I see.. But those are still fixed expenses whether you use it or not. Amortization is an accounting trick to represent value and to make things seem not as expensive as they are on the books as well as a way of basically lending yourself money. Yes, the equipment has a fixed lifespan but we are going to still purchase it and it will still be there if it is used or not, and if that helicopter is NEVER used it STILL cost us $17Million. Those numbers are really only import in an overall budget situation, and in a government scenario only really important to overall taxpayer decisions about whether to spend or not. IF we were talking about whether or not it is prudent to spend tax dollars on a SAR helicopter then yes, it might be valulable to say that they cost about $10,000/HR. But, as a tax payer I can tell you I see the value beyond the numbers and thefore have no interest in try to make a case that we should not buy that helicopter even if it is not used.

What I am interested in understanding is what ADDITIONAL cost was incurred because of that SAR operation? What does maintenance cost? What is the maintenance interval? What does fuel cost? How much fuel is consumed? What other CONSUMABLE resources were used in that operation?

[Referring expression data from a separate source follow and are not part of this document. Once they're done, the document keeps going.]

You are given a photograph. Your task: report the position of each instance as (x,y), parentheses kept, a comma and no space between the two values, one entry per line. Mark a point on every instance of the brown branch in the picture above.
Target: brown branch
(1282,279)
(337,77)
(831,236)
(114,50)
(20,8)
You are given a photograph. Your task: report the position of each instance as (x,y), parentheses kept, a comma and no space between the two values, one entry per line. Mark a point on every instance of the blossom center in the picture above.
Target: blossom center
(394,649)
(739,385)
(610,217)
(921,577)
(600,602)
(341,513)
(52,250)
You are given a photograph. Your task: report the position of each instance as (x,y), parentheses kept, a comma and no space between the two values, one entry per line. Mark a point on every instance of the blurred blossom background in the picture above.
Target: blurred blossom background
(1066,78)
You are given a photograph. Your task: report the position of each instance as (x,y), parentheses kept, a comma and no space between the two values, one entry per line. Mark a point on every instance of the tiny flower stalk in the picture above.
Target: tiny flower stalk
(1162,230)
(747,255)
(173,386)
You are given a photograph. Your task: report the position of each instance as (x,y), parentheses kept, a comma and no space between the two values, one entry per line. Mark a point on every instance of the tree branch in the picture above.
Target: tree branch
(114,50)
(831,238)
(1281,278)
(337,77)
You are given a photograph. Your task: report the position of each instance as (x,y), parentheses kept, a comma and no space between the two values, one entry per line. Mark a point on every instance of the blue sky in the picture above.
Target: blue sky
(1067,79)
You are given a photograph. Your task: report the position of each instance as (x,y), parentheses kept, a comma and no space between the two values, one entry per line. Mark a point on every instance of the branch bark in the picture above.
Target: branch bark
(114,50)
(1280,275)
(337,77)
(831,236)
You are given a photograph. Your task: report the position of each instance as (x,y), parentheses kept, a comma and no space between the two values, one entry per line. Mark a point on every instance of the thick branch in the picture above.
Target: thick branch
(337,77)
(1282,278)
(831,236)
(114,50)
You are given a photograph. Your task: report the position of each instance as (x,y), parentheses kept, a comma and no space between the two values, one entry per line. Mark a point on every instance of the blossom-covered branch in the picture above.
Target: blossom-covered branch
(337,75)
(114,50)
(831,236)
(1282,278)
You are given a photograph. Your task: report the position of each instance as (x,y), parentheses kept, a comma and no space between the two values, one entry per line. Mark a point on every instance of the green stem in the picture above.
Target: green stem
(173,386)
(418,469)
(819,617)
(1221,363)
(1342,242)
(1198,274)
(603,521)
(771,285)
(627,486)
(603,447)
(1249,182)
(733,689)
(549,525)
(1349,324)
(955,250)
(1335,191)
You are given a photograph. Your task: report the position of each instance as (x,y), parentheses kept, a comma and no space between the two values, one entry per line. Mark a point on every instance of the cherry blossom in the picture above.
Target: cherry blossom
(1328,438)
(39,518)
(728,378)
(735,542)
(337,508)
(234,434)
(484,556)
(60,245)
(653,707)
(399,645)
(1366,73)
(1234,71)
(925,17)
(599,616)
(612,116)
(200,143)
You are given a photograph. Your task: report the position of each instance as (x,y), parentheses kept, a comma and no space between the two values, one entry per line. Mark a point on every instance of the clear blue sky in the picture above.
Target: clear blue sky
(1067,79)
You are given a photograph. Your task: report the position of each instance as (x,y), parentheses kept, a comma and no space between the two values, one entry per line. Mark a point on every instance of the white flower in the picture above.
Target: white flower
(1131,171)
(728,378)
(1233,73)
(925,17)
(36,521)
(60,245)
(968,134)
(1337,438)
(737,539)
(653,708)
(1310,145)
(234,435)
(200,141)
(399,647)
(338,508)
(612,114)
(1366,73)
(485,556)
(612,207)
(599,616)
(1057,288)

ie.. (completely making stuff up) If a typical full maintenance cycle is say $20,000 and that is good for say 100 hours of operation then you can say that it is $200/hr worth of maintenance and if it consumes 10 gallons of fuel an hour at say $10/gallon then it is an extra $100 in fuel so you get a grand total of $300/hr for just operation costs. So an hour of searching then costs $300 additional taxpayer dollars.